The fiancée of a Wisconsin man brutally stabbed to death by a stranger at the Harrah’s Joliet Hotel & Casino in Joliet, Ill. can sue the casino’s owner, Caesars Entertainment, for negligence, a federal judge has ruled.
On Wednesday, US District Judge Manish Shah rejected Caesars’ motion to dismiss the $6 million lawsuit. The plaintiff, Denise Dixon, sued the casino operator in February 2021 over the death of her partner Emanuel “Sam” Burgarino, 12 months earlier.
Burgarino, 76, was stabbed 26 times and robbed in a shocking attack that took place in a hallway on the hotel’s fifth floor.
The perpetrator, Robert Watson, a transient with a history of violence, is said by his lawyers to be suffering from schizophrenia. They claim he was mentally incompetent at the time of the killing.

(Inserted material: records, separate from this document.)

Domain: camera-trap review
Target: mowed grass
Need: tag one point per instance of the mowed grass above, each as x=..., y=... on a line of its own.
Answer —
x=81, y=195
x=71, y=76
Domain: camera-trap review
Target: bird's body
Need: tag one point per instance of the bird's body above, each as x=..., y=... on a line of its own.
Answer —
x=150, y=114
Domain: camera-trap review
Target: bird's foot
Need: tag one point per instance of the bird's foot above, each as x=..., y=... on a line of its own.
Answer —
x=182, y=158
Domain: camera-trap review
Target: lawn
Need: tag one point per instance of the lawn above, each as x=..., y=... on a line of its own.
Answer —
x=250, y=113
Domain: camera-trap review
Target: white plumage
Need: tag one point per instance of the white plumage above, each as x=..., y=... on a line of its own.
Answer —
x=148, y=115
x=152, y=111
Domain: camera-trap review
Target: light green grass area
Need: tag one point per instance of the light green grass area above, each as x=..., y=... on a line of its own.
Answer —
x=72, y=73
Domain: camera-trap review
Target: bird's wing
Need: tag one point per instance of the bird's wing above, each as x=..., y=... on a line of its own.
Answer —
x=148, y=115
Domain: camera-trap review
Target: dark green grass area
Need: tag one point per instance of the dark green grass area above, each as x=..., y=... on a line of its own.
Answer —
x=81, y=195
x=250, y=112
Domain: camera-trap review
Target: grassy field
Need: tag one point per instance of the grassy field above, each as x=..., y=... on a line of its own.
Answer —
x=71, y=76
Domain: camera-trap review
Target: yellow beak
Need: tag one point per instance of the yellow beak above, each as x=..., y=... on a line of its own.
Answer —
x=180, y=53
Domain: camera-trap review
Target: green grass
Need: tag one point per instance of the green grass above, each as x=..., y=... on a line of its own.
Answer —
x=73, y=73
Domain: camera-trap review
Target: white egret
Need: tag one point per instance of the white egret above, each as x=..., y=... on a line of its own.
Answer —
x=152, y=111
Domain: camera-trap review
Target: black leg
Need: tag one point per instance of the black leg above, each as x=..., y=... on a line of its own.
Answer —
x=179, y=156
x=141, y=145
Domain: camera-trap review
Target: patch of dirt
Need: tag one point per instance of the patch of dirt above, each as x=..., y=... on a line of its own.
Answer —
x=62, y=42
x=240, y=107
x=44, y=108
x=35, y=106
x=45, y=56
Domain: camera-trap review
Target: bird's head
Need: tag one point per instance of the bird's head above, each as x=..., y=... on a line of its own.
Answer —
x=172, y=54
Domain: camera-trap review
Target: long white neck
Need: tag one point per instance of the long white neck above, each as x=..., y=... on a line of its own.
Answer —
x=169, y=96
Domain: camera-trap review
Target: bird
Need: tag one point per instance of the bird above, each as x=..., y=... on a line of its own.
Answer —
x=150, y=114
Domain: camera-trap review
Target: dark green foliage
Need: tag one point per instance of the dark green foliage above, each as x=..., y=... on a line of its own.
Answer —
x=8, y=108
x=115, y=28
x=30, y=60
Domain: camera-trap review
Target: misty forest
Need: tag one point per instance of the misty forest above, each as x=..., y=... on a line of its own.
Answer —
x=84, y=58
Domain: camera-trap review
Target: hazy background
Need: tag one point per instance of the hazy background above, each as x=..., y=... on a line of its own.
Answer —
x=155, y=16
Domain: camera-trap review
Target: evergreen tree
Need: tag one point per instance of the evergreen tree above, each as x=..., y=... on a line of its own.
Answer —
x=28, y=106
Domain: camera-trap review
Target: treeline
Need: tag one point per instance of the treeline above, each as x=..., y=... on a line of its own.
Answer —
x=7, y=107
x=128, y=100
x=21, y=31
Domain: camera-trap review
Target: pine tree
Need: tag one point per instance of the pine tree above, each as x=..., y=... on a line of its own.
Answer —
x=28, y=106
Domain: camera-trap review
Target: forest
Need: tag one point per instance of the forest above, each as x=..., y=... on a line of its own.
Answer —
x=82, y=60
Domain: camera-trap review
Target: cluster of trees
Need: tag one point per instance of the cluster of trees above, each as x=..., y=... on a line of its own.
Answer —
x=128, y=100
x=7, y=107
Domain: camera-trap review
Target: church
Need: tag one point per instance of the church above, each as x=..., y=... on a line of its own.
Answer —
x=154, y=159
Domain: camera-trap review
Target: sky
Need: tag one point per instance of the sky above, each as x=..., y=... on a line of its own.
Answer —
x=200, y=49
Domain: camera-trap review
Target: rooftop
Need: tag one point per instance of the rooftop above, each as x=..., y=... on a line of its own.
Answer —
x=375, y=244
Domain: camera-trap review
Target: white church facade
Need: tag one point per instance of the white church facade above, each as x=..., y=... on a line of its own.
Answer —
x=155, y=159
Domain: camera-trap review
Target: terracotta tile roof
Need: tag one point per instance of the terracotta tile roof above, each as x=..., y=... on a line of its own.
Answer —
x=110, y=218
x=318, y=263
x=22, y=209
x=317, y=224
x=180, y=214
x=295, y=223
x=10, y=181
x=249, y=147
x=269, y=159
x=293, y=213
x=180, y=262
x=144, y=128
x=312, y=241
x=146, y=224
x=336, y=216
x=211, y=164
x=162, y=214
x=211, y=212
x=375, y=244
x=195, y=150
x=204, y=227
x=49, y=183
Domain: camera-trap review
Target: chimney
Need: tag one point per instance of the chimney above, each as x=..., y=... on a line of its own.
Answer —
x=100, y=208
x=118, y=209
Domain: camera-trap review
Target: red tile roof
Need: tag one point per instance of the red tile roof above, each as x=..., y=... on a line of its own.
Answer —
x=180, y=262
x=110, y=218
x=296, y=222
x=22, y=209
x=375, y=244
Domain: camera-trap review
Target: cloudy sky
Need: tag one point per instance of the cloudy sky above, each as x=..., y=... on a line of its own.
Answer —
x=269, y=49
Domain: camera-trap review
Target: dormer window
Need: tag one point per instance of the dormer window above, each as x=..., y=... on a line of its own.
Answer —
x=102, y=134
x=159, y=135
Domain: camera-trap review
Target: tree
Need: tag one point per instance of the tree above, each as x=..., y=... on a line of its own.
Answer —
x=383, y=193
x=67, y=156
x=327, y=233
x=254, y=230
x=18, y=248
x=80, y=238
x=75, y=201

Watson was arrested the next day in the Joliet Public Library, just two blocks from the casino. Police found Burgarino’s bloodstained cash in his backpack.
‘Duty of Care Exists’
Dixon argued in her lawsuit that Caesars had a duty of care to protect guests from Watson. Lawyers for Caesars argued that, in this case, no such duty of care existed because Watson’s attack was not “reasonably foreseeable.”
But the judge disagreed.
“It is reasonably foreseeable that hotel guests will occasionally be at risk of third-party assaults in hotels,” he wrote. “And the complaint plausibly alleges that this attack was reasonably foreseeable.
Watson suspiciously lurked and stalked patrons on Harrah’s property for hours—in plain view of hotel staff—without checking in, gambling, or buying anything,” Dixon continued. “Harrah’s cameras repeatedly recorded him doing so, and Harrah’s did nothing to investigate his presence or prevent the attack on Burgarino.”

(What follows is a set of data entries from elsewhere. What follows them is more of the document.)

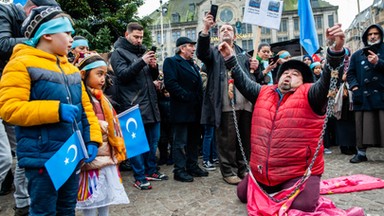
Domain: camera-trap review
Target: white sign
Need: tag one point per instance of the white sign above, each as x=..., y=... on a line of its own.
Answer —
x=265, y=13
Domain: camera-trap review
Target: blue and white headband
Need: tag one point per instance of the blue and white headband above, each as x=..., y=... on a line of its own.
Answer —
x=80, y=42
x=95, y=64
x=57, y=25
x=285, y=54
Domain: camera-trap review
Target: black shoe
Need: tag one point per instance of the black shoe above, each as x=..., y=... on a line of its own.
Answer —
x=125, y=166
x=183, y=177
x=348, y=150
x=198, y=172
x=358, y=158
x=24, y=211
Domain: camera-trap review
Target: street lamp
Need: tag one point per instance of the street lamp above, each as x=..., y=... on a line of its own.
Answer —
x=162, y=30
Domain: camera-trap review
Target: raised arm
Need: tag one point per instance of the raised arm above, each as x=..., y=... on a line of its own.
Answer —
x=318, y=92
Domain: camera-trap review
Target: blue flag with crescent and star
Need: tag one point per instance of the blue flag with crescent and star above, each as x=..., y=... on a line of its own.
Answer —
x=133, y=130
x=64, y=162
x=308, y=34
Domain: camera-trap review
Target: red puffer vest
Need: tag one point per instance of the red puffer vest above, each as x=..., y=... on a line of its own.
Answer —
x=284, y=136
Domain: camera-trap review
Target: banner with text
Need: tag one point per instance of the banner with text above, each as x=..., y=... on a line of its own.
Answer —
x=265, y=13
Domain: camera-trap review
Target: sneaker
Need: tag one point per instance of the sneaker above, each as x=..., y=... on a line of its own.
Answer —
x=208, y=166
x=233, y=180
x=216, y=162
x=142, y=185
x=156, y=176
x=327, y=151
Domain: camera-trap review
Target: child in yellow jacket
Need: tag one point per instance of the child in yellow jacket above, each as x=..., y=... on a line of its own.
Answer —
x=42, y=94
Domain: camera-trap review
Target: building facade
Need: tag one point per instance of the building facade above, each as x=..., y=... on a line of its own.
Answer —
x=371, y=15
x=185, y=18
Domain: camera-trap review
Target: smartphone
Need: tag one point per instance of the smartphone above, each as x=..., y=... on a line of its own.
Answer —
x=213, y=11
x=273, y=59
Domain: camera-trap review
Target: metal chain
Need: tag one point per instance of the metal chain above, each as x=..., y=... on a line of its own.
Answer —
x=329, y=112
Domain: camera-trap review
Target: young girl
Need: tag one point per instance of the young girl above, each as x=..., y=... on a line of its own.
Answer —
x=100, y=181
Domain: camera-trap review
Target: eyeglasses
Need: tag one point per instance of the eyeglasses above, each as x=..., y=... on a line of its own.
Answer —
x=38, y=18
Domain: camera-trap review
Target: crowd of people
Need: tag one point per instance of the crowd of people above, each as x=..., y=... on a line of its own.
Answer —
x=233, y=109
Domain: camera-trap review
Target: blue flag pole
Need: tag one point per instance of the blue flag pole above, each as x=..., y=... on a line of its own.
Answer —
x=308, y=34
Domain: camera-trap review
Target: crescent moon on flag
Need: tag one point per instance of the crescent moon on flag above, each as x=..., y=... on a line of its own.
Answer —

The judge emphasized that this doesn’t mean Caesars breached its duty of care, or that negligence has been proven. Merely that such a duty existed.
No Malice from Casino
The judge did grant Caesars’ motion to dismiss the plaintiff’s claim for intentional infliction of emotional distress.

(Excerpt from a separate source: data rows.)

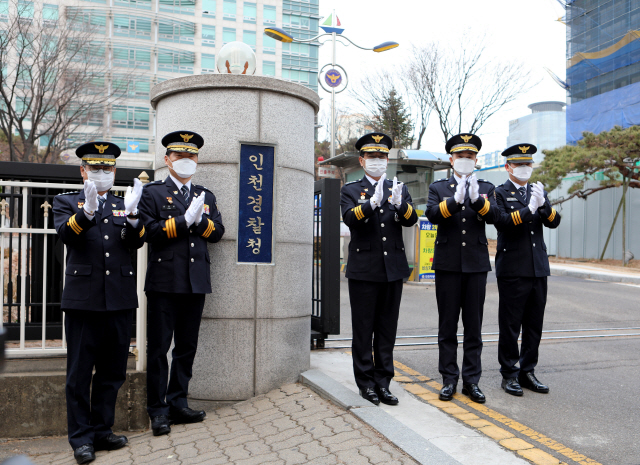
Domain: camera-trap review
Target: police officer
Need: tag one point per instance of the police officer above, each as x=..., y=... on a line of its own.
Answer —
x=181, y=218
x=461, y=206
x=375, y=209
x=522, y=267
x=100, y=231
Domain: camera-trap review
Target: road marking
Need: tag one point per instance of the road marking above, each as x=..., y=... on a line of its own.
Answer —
x=501, y=435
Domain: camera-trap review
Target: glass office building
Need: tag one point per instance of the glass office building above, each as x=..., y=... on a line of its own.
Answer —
x=149, y=41
x=603, y=65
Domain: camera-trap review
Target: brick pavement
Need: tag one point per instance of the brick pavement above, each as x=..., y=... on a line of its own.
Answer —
x=291, y=425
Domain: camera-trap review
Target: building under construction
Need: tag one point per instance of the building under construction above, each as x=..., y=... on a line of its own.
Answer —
x=603, y=65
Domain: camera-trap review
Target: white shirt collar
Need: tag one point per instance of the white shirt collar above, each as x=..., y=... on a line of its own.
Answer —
x=179, y=184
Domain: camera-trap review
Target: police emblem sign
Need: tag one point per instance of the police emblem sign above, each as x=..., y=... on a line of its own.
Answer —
x=255, y=204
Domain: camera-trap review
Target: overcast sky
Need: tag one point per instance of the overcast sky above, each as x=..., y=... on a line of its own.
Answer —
x=524, y=30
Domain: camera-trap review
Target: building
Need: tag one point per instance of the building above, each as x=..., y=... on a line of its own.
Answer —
x=603, y=65
x=165, y=39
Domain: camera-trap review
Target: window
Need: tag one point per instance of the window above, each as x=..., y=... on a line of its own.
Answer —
x=209, y=8
x=228, y=35
x=249, y=38
x=229, y=9
x=208, y=36
x=268, y=45
x=269, y=15
x=208, y=64
x=268, y=68
x=249, y=12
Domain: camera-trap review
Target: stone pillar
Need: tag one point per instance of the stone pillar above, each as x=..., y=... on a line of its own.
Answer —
x=255, y=329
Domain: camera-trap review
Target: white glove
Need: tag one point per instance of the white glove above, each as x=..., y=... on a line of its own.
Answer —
x=461, y=190
x=378, y=195
x=194, y=212
x=90, y=197
x=396, y=192
x=474, y=188
x=132, y=197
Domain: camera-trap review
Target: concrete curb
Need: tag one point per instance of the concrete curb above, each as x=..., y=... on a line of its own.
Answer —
x=410, y=442
x=559, y=270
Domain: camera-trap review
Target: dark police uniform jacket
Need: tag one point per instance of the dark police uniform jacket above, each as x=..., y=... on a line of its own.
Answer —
x=376, y=250
x=99, y=275
x=178, y=256
x=461, y=242
x=521, y=249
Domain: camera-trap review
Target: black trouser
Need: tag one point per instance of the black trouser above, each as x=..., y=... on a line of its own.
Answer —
x=374, y=314
x=97, y=340
x=177, y=317
x=522, y=303
x=455, y=292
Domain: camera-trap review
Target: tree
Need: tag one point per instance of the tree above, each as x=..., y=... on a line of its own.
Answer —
x=53, y=80
x=461, y=85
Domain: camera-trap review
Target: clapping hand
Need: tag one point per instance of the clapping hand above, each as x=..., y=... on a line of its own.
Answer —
x=461, y=190
x=378, y=195
x=396, y=192
x=90, y=197
x=132, y=197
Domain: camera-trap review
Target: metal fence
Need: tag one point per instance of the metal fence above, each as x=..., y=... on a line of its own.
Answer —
x=325, y=299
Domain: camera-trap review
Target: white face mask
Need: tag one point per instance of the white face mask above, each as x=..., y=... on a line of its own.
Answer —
x=464, y=166
x=102, y=180
x=523, y=173
x=375, y=167
x=185, y=167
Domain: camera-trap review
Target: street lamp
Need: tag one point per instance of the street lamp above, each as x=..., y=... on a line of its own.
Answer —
x=331, y=28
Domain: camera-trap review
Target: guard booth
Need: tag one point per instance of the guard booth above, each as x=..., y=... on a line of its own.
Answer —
x=416, y=169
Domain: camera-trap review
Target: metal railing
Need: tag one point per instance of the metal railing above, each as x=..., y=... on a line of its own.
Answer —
x=25, y=235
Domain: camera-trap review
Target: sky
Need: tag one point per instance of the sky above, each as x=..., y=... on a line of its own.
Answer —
x=515, y=30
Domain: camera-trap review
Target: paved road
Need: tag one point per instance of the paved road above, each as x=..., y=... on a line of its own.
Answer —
x=593, y=406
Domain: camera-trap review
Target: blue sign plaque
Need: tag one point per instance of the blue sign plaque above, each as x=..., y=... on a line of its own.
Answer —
x=255, y=204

According to Dixon, the basis for this complaint was that Harrah’s employees neglected to inform her about her fiancé’s assault and stopped her from proceeding to the fifth floor when she discovered something was wrong.
After Burgarino’s death, they asked Dixon to pay her room bill, did not offer her sympathy, and did not escort her all the way to her car when she left. Afterward, they continued to send her personalized ads asking her to come back to stay at the hotel.
None of these actions were extreme or exceeded the bounds of decency,” Shah wrote. “The complaint alleges insensitivity at most; it does not allege the kind of outrageous or atrocious conduct necessary to state a claim for intentional infliction of emotional distress.
“Limiting access to a crime scene was a legitimate objective, and the failure to reach out to Dixon immediately or give her support was not abusive,” he added. “Nothing about the allegations suggests that the hotel was trying to insult Dixon or inflict emotional harm upon her.”